It was fun watching the Golden Globes and sketching the people. It took much longer because I kept pausing the TiVo when I saw someone I wanted to sketch.
I was surprised to actually catch likenesses of some (but definitely not all) of the people. Laura Dern and Rob Lowe alluded me.
I wasn’t sure if it was just my TV or the angle of the cameras that filmed the show, but it seemed like all the movie stars had extra long heads. I doubt it was the camera that made all the female stars look soooo skinny. How sad it must be to have your art form require that you don’t get to eat.
It seemed like all the male directors and producers were wearing glasses with heavy, square, black frames, the kind that used to be considered nerd glasses and usually sported tape holding them together.
I took my two favorite 12-year-old girls to Tilden Park for a Friday afternoon outing on a rare sunny day in this horrible summer of fog and wind.

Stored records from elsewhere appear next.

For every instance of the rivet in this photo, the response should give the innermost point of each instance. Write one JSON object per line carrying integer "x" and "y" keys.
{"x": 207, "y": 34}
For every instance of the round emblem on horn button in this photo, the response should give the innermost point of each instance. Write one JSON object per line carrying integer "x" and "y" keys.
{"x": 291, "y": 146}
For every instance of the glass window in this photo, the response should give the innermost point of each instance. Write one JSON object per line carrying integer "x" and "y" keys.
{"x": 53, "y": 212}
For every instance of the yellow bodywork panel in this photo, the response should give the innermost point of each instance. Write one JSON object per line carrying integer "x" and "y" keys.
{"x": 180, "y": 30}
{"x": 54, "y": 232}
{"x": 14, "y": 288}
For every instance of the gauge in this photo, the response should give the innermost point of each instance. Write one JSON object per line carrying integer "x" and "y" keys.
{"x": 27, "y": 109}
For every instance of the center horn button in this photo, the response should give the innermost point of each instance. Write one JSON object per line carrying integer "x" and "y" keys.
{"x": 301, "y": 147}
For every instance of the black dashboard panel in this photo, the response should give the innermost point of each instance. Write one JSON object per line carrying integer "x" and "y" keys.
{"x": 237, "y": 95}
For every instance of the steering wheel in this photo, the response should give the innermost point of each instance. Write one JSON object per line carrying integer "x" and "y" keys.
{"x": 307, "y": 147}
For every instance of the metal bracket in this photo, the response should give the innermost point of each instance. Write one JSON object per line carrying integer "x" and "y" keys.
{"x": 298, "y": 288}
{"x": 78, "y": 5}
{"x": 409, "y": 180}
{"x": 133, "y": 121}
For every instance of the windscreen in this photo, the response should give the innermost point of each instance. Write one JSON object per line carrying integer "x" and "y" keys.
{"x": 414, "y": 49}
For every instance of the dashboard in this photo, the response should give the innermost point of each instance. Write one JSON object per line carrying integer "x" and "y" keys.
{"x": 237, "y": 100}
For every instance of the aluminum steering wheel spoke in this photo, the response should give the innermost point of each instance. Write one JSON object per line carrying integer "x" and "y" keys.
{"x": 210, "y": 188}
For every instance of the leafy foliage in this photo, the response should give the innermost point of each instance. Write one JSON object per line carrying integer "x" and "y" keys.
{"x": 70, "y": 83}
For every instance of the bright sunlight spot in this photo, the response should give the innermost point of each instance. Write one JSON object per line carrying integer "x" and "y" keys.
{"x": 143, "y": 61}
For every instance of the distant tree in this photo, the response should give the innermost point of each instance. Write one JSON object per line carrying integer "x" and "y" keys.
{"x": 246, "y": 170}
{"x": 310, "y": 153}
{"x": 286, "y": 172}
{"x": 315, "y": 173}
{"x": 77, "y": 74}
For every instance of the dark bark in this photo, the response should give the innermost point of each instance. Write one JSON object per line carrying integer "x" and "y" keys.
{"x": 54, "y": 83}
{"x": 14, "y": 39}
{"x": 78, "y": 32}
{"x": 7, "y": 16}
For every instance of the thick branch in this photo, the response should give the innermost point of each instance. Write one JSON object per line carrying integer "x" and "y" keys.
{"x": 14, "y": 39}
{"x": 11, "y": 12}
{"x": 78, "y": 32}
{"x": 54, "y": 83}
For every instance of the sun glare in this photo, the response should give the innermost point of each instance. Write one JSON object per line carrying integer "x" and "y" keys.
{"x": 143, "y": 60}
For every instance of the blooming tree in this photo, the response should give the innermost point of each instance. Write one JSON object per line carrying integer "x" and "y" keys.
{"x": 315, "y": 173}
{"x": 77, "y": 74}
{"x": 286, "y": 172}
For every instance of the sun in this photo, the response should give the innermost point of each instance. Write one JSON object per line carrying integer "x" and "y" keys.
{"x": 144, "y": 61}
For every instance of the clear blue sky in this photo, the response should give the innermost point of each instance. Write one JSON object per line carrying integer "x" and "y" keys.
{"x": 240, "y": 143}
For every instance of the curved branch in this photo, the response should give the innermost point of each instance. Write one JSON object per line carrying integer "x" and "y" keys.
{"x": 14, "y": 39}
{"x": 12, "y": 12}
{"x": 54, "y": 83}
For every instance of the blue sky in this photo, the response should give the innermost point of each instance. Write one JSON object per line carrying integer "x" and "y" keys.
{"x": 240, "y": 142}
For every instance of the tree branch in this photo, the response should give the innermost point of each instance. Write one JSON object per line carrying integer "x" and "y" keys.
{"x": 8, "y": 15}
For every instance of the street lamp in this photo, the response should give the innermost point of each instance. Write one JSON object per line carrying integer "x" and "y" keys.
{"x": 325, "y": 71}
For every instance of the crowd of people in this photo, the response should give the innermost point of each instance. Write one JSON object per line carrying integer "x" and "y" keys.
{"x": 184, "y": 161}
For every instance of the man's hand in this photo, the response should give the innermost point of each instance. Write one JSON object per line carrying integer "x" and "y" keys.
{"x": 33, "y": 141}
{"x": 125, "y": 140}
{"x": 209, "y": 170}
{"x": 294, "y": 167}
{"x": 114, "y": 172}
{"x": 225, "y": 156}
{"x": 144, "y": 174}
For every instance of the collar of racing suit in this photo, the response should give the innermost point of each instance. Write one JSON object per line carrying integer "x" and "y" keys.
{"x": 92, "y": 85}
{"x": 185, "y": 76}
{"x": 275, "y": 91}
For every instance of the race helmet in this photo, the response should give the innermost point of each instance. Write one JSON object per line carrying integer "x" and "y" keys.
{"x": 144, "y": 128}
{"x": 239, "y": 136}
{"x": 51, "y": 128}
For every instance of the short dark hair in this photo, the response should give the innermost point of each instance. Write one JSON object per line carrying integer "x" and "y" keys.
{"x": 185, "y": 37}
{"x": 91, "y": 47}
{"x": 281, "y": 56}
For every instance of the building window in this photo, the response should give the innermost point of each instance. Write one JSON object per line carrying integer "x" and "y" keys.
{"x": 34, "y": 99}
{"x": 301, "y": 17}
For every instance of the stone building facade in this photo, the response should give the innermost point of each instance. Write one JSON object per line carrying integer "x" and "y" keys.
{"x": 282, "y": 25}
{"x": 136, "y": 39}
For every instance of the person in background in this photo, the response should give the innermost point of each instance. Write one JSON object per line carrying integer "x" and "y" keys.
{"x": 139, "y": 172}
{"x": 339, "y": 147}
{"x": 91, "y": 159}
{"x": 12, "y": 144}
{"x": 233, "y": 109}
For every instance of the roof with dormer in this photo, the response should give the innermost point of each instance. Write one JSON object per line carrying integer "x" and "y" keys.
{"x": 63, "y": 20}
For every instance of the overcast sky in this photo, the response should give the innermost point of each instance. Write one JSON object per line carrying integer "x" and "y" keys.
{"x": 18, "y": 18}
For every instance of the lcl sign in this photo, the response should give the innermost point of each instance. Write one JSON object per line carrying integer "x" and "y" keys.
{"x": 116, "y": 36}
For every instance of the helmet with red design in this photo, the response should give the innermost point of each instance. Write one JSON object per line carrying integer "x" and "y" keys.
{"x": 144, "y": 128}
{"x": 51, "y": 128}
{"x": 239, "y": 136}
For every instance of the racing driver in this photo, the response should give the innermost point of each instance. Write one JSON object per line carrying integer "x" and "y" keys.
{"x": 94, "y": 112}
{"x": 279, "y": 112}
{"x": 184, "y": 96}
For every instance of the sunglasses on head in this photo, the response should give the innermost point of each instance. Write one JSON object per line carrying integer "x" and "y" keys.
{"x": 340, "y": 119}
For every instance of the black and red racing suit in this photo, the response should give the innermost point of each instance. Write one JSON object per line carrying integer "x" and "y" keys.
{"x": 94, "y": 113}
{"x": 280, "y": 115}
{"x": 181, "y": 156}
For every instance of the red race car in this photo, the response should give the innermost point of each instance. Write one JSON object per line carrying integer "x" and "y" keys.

My plan was to relax and read on the beach while the girls played in the water and then take them to the carousel and the Little Farm Nature Area.
After a little picnic the girls gleefully headed into the water, I reached for my book and discovered I’d forgotten it. Fortunately I had my journal so instead of reading a book I drew in one.
My first attempt at drawing the lifeguard stand got the perspective all wrong so I used that page for more sketches of people.
The girls were having so much fun in the water, swimming, chatting, and fooling around that I couldn’t get them out until 5:00. I promised that if we have another sunny Friday this summer I’ll take them again. But this time I will remember my book and, if it’s warm enough, my bathing suit!
When Cathy and I visited the Marin County Fair to sketch I was experimenting with sketching on pieces of paper instead of in my sketchbook as I wrote about here. Later I pasted the sketches into my journal. Above is a medley of chickens of various kinds along with one of the 4-H girls sitting at the “pet a chicken” table.
I asked this sweet boy if he intentionally styled his hair to match his chicken and he looked at me like I was nuts and said, “No.” The best part of the fair for me is seeing the kids who show their animals and win prizes for how well they present them.
I made numerous attempts to draw cows, trying to figure out their shapes, and finally sketched one I liked plus a few parts (head and butt). I had no idea their feet had two toes(?). Amazing what you don’t see when you don’t really look.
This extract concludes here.